The Reactionary Utopian
                    March 23, 2007


I REMEMBER SANDY
by Joe Sobran

            "Every harlot was a virgin once."
                             -- William Blake

     Today I'll be discussing what is called "sex," 
drawing on my own personal experience, so I hope the 
reader will put up with some frank language. Chiefly I've 
learned that a woman doesn't have to be "sexy." She just 
has to be female.

     It started back in Michigan with my first 
girlfriend, Sandy, when I was about 14. No, not "about" 
14. Fourteen exactly. It's not as if I can't remember. 
How could I ever forget?

     Sandy was not your homecoming queen type. Far from 
glamorous, she was a shy, some would say mousy girl, but 
very sweet, with a soft voice you could hardly hear. Her 
ears protruded somewhat, but I thought they were cute. I 
was probably the first boy who had ever walked her home 
from school. If she didn't have much to spend on clothes, 
I never noticed or gave a darn. Maybe she wasn't a 
knockout, but she was a lot more feminine than most of 
the girls who were. I couldn't have been happier if she'd 
been Audrey Hepburn. In fact she was better. I didn't 
have to worry that Sandy might ditch me for some rich, 
suave Cary Grant.

     She was a pretty typical girl of the time, the 
Fifties, who I guess had played with dolls and dreamed of 
getting married and having babies some day, just as I had 
dreamed of making Little League and, eventually, the New 
York Yankees. She was about as far from being a vamp as I 
was from being a wolf. We were both skinny kids. Somehow 
we wound up holding hands. Necking? Petting? Are you 
kidding? If you wanted that stuff, you waited until you 
grew up and went to the painted women of the big cities 
out East.

     It was the age of Elvis, but I didn't dance, so we 
mostly stayed home and listened to Pat Boone's version of 
"Tutti-Frutti," or maybe Nat "King" Cole singing "Walkin' 
My Baby Back Home." A couple of real Fifties swingers, 
Sandy and I. That was before "baby" was pronounced 
"bye-buh." Not that I'd ever call Sandy "baby"; I let Pat 
and Nat say it for me. I think she knew what I meant.

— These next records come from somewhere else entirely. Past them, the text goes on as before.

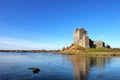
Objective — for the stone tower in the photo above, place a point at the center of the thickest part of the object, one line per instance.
(81, 38)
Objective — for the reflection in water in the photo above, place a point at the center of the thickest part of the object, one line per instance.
(82, 65)
(48, 66)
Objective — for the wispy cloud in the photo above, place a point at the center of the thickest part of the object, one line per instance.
(14, 43)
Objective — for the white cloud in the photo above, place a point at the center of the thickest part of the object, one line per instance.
(14, 43)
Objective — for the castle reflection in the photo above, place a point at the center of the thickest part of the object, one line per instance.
(82, 64)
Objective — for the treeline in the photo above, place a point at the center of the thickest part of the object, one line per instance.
(29, 50)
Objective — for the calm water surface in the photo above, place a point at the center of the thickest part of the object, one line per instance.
(14, 66)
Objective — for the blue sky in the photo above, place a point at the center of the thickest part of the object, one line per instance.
(49, 24)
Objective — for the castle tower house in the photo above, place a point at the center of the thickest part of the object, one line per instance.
(81, 38)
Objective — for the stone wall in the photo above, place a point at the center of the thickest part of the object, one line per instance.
(81, 38)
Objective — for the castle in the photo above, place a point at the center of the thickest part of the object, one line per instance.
(81, 38)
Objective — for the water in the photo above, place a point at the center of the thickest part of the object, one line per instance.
(14, 66)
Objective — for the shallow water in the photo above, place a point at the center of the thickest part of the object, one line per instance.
(14, 66)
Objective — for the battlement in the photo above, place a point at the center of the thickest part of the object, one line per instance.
(81, 38)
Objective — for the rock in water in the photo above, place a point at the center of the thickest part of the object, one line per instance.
(34, 70)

     Sandy's family was so poor that she could only 
afford one falsie; not that she told me this in so many 
words, but she had a bratty little brother it was hard to 
keep secrets from. Falsies were what the Fifties had 
instead of implants. I tried to assure her that her 
goiter was barely noticeable. She tried to cover it up 
with makeup, if Clearasil counts as makeup. (Tip to guys: 
Later in life I found the line "Goiter? What goiter?" 
useful with the fair sex. It puts them at ease 
immediately. Elementary savoir-faire.)

     Sandy and I never got around to discussing marriage. 
Or even going steady. I wasn't ready to settle down. 
Besides, I was already settled down, essentially. I was 
born settled down. And our chief ambition wasn't to set 
the world on fire. It was just to be normal. That was 
hard enough when that brother of hers kept taunting, 
"Sandy's got a boyfriend! Sandy's got a boyfriend!" (Tip 
to the girls: If you wish to project the image of an 
exotic woman of mystery, lose the kid brother.)

     Sure, I knew the facts of life (by then I was well 
into puberty), but you didn't mention them around nice 
girls. Remember nice girls? They had to learn the facts 
of life by marrying guys who already knew them, I 
figured. We didn't talk about "family values." You just 
behaved yourself -- or else.

     One fact of life your parents never told you about 
was what was then called impotence (when people mentioned 
it at all), now known as ED. Not that I'd have believed 
it anyway. In fact if my elders had told me about it I'd 
never have believed another doggoned word they said. The 
very idea would have seemed inherently improbable. And a 
teenage boy could use a little ED now and then. The least 
of our problems. We prayed for it. And now they want to 
"cure" it?

     In her unassuming way, Sandy taught me all I really 
needed to know about women. Even later, when I 
(inadvertently) encountered those painted women out East, 
I found I couldn't go too far wrong as long as I 
remembered that each of them had once been a Sandy.